# Trailer Skirting Replacement



## Nathan (Jan 2, 2007)

Ok, so as I posted a month and a half ago, I had a little run in with a concrete post that took out the aluminum lower skirting. Well, I just completed the fix and I can report it was very easy. 1.5 hours with probably 20 minutes of that photography. Anyway, for anyone else wanting to tackle a project like this, here are a link to the pictures: Skirting Repair

Everyone have a good weekend!!!


----------



## cookie9933 (Feb 26, 2005)

What was the cost for the pre-bent aluminum panel?

Bill


----------



## 'Ohana (May 20, 2007)

Nice Job !!









Ed


----------



## Sayonara (Jul 23, 2007)

Well done Nathan. Im glad your local...Im sure ill be runningin to something sooner or later and be looking for some expert help!


----------



## Herbicidal (Aug 29, 2003)

Looks great!







I had the passenger side wheels come off last year (long story) and damaged the skirting. I banged mine out using some tools. Looks OK, but a full repair looks even better. Nice to know that it is not hard to do.


----------



## Moosegut (Sep 24, 2005)

Sweet. Very nice job. I can see having to do that some time down the road as the aluminum skirt seems to be one of the weakest points of the tt. I almost bend it every time I pull a dump handle or do anything underneath. Did the dealer order the skirting for you and can you tell us the total cost?

Scott


----------



## wolfwood (Sep 19, 2005)

NAH - its easier just to trade the old one in, get a new one, and let the dealer fix it...or not....like we did!
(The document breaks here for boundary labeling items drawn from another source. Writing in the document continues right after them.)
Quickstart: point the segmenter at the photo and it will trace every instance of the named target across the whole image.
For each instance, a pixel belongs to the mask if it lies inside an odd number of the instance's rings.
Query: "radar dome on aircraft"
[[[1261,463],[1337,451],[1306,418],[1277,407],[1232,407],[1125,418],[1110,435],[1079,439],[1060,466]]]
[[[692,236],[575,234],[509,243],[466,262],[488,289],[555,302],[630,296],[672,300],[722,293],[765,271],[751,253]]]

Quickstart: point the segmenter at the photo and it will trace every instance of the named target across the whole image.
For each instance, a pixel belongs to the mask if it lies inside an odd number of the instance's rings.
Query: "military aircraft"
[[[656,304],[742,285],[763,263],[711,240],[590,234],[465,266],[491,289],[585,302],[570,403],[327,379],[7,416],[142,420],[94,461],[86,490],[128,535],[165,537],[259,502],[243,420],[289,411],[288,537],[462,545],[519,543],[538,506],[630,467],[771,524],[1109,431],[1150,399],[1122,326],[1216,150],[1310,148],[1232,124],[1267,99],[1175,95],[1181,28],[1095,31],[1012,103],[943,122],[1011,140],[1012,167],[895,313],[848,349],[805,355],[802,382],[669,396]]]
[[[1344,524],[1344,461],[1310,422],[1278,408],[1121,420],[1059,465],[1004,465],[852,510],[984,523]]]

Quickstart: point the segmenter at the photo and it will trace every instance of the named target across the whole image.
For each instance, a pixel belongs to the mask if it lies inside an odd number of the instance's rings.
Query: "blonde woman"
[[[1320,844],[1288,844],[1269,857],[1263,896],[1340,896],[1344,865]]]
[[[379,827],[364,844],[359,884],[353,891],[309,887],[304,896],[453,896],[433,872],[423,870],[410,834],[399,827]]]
Looks great, Nathan. I'm sure we'll be relying on these photos at some point in the future (our trading days are over







)


----------



## Nathan (Jan 2, 2007)

The total for the skirting shipped to my house was ~$175. Over half of that was shipping







. I contacted Holman who I had bought it from and they were very helpful. 
As you can see in the picts, they cut it large and shipped it well protected. I cut it with tin snips and a utility knife. The knife works the best, but final trimming was done with the snips.

My old skirting was torn, but if you have it in one piece, it is even easier because you can use the old piece as a full template (mine got me 90% there).


----------



## Humpty (Apr 20, 2005)

Great job!









My bunkroom slide got caught on an open closet door. The door stopped the slide, by the hydraulic ram pushed brackets into a side skirt and left a nice scar.









Bent steel brackets and deformed skirt, but I the thin closet door came through without a scratch









Thanks for the info


----------